In other words, in a normal social context, it matters who the remark came from. By the same token, Chris Rock or Dave Chappelle can make jokes that Imus or Leno or Letterman absolutely cannot make. That’s not unfair, it’s just a question of keeping your footing on the marshy ground of social interaction.
But people who have too much money or status and too little contact with what’s going on at street level can fail to understand that.
And speaking as someone who’s getting crankier, older, and (weirdly) whiter by the minute, I’m entirely within the limits of propriety to call Imus a cranky old white guy.
April 5, 2007
I had to laugh at the first commercials for Grindhouse
(link points to Rotten Tomatoes review page). They all said “This Film is Not Yet Rated.” Well, hey, you didn’t have to be Jack Valenti to guess what the rating was going to be, assuming that nobody involved was going to let this one into theaters with an NC-17 rating.

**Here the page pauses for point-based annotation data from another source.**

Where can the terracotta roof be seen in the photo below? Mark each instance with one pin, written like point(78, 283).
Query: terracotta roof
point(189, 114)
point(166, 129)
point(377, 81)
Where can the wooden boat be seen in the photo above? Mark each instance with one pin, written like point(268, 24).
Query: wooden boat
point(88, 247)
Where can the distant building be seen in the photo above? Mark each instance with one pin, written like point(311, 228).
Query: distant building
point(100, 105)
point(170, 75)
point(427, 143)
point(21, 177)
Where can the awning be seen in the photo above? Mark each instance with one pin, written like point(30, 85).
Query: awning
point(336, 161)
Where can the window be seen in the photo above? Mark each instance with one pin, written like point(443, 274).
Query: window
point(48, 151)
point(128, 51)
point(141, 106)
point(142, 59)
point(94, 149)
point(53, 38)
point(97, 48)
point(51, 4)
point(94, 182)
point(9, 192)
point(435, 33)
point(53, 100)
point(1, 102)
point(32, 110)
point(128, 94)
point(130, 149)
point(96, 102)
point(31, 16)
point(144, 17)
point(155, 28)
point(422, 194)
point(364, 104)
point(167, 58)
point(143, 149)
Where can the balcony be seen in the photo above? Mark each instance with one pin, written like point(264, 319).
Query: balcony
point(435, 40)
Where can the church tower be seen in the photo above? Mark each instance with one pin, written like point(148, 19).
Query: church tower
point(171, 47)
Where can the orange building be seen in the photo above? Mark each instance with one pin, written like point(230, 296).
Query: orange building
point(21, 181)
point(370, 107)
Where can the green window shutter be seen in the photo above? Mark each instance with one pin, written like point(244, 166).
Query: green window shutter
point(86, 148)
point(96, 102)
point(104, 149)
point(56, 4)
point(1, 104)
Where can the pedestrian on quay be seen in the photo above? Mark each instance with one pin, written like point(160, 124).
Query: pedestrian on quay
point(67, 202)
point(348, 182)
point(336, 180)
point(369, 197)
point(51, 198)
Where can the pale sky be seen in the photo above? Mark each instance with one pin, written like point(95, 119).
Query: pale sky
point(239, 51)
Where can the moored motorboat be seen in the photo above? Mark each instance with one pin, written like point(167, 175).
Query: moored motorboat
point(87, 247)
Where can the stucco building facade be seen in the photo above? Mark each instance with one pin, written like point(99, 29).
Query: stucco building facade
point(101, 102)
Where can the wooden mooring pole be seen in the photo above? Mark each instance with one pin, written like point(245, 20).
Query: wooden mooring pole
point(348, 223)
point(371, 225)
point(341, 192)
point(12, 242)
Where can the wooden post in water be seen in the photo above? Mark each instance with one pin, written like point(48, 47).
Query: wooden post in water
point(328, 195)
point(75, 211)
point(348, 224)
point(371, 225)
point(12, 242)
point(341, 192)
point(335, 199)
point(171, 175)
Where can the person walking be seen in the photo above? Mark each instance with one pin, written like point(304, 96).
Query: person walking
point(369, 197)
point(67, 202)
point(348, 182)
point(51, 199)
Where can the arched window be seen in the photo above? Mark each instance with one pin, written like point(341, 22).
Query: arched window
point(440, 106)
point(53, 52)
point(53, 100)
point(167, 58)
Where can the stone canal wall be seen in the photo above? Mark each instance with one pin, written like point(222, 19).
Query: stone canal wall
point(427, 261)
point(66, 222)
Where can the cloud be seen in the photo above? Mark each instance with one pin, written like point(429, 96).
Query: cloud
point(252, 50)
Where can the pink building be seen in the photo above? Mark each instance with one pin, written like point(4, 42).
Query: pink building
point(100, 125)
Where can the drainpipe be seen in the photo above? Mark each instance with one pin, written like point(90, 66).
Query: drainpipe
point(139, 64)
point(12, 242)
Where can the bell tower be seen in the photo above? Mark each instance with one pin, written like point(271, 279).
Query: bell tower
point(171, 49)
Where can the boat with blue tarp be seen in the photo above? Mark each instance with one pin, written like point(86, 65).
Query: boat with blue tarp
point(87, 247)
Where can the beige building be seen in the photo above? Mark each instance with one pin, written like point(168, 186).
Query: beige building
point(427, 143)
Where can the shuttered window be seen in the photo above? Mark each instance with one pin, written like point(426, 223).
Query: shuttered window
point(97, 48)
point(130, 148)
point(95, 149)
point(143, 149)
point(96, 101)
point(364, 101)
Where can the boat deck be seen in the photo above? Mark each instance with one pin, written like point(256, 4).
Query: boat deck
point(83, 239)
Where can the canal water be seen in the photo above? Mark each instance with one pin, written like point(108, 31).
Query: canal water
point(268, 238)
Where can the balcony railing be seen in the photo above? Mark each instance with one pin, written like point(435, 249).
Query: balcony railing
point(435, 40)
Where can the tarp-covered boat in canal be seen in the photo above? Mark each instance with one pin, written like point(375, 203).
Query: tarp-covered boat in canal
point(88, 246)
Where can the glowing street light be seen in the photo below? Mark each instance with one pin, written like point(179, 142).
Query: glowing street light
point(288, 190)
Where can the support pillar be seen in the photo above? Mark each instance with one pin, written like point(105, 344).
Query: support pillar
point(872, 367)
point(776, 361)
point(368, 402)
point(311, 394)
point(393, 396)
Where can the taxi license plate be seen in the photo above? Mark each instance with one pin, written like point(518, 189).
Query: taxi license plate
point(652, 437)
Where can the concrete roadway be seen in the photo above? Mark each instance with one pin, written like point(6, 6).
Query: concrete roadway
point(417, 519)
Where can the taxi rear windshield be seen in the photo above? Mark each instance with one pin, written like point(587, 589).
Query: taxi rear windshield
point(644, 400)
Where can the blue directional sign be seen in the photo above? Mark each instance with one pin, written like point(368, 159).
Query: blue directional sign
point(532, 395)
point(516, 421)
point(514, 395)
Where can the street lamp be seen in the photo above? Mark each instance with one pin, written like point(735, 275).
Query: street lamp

Although you can never tell, at the moment GH sports a healthy 87% tomato rating, so maybe it will justify depriving your butt of blood flow for the 3:10 it will take to spool out. It sounds like a consensus to me. One repeating theme in the reviews is that, unfortunately, one of the stories just isn’t as good as the other one. But there’s little agreement over which half is which. It’s anybody’s best guess that they’ll both be good in different ways.
April 3, 2007
Overheard in New York highlights the heartwarming conversation that follows when “A tourist mom with three teens in tow halts in the middle of the block, causing two suits and several other people to crash into them.”
I won’t reproduce the dialogue here. Click through if you’re in the mood for a massive dose of Noo Yawk vitriol. I don’t know how you’d pick which of the participants here are more self-absorbed—the tourists who act like they’re the only ones on the sidewalk, or the “suits” who can’t be bothered to watch where they’re going. I guess on that count they’re even. But for me arrogance is a greater sin than momentary cluelessness, and I have to wonder if the suits would have acted the same way if the tourist group had included just one big bruiser of a gentleman who appeared capable of pounding a spoiled stockbroker into a grease stain on the pavement.
I believe anybody who ever lived has plenty of reason to be humble, and that’s why I don’t accept arrogance from anybody. Not bosses, celebrities, or presidents.
Okay, one other point. Does New York have anything like traffic ordinances that govern the use of busy sidewalks? I’ve never heard of such, but after learning about alternate side of the street parking, I’ll believe anything.